8. Anna, her life, pious, the orphan, going to the superior, not wanting to see her aunt, the superior telling her to go before she made her vows, the irony of the truth that the superior knew? Going, packing with the other novices, travelling on the bus, the arrival, going to her aunt’s house, the aunt’s reaction, bringing her in, immediately telling her the truth, the photos? The effect on Anna? Calling herself Ida, finding that she had a Jewish identity which she did not understand?

9. The character of the aunt, at her home, her relationship with Ida’s mother, her own reputation in the court, Red Wanda, the acclaim after her death for her contribution to Poland after the war? Giving Ida the room? talking with her? The man leaving in the morning, her seeing herself as a slut and using this word to Ida, drinking, at the court, on the panel, listening? The decision to go on the journey? Taking Ida? Going to the farm, meeting the farmer’s wife, the baby, her asking a blessing from Ida because she was a nun? returning and meeting the farmer, the story about Ida’s mother and the family, hidden in the woods? The role of his father? His father in hospital? The search for the father, Wanda going into the cafe, drinking the shots, asking the old man, getting information from the waitress? The contacts, going to the hospital, finding the father, talking with him, his physical condition, almost dying? Ida witnessing everything – and discovering the truth about the boy in the photo, Wanda’s dead son?

10. Giving the lift to the musician, playing the gig? The invitation? Wanda with the dresses, Ida refusing to go? Going to the club, the music, drinking, dancing, Wanda and the man, the night? Ida and her piously kneeling, hands joined, praying?

11. The farmer, telling the truth to Ida, doing the deal that he would show them the place of burial and they would not take his farm? Confessing that he killed the parents and the boy? Ida asking why he had saved her? His explaining that she was so small, would not necessarily be seen as Jewish, taking her to the priest and hoping she would have a life? Going to the woods, the digging, finding the bones, going to the cemetery, the sad burial of the bones?

12. The effect on Ida? About her family, the description of her mother? The references to her mother and her creativity, the stained glass window and Wanda’s comments?

13. The return, Wanda and her looking at the photos, playing the classical music, the drink, going to the window, jumping? Her funeral, Ida, the musician, the tribute to her from the Communist Party?

14. Ida, her return, her decision not to take final vows first vows, the procession, the ceremony, those attending, the profession of vows, dressed in the habit? Ida watching?

15. After the funeral, taking off her habit, putting on her aunt’s dress, going down to the bar, knowing that she liked the music, the musician, the band playing? Her drinking? Smoking? Going with the musician, the sexual encounter, being sluttish like her aunt? Her aunt and her psychological abuse of Ida by showing her this kind of example and the innocent Ida following it?

16. After the sexual encounter, leaving the men in the bed, knowing the questions that her aunt had asked about taking vows without experience?

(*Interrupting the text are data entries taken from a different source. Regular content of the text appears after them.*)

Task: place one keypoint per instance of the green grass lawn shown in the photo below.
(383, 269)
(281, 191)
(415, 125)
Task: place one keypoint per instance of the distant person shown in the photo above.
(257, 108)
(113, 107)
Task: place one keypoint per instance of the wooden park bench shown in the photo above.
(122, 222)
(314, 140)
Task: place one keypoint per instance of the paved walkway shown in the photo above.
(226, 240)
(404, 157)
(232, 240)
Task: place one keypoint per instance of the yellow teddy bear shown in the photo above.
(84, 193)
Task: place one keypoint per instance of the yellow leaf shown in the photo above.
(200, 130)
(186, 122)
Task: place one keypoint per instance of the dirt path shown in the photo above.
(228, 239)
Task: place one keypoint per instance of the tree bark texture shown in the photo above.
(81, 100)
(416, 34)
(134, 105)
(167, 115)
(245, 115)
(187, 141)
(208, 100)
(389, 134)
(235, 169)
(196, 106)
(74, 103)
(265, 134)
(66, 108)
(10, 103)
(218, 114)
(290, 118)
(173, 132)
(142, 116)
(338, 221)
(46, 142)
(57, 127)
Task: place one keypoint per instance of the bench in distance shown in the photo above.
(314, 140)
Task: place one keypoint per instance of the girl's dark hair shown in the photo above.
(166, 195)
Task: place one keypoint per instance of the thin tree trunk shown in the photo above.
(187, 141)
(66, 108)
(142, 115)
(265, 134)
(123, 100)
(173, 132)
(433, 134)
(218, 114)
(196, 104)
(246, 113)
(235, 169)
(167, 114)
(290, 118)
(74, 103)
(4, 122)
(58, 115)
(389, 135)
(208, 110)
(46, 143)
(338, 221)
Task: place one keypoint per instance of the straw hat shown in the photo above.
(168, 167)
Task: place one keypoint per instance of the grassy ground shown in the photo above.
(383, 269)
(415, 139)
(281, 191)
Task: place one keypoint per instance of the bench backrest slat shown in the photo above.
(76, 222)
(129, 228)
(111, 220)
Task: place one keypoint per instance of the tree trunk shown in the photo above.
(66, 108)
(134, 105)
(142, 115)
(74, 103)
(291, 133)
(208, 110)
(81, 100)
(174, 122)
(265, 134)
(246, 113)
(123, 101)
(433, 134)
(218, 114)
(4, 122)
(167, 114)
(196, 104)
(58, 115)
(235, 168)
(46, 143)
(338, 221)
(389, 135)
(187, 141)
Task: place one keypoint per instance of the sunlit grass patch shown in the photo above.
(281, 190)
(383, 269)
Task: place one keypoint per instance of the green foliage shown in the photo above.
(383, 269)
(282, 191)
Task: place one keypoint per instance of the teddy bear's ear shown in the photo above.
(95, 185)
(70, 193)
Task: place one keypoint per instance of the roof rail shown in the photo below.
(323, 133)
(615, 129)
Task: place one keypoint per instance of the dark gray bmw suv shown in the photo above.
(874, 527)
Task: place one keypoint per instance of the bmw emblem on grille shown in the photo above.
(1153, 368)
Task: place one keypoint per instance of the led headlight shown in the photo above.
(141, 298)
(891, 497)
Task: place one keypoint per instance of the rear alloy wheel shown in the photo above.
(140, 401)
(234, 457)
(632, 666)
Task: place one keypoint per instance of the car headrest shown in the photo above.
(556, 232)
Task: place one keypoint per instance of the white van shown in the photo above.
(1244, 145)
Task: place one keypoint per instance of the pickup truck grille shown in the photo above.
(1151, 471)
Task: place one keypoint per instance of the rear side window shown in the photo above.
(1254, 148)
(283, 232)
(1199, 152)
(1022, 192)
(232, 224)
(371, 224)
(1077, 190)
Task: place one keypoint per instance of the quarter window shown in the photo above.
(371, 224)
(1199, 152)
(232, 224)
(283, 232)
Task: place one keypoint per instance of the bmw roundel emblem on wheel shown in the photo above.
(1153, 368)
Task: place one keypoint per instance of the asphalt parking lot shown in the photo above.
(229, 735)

Her decision, returning to the convent, outside the convent, the statue of the Sacred Heart? Her future?

17. This glimpse of Poland, Catholics and pre—war Poland? The aftermath, the Communist occupation? The place of the church? The convent? Jews in pre-war Poland, treatment, persecution, sheltering, death?

18. Ida and her identity, Jewish, Catholic? And the responses of Jewish audiences? Catholic audiences?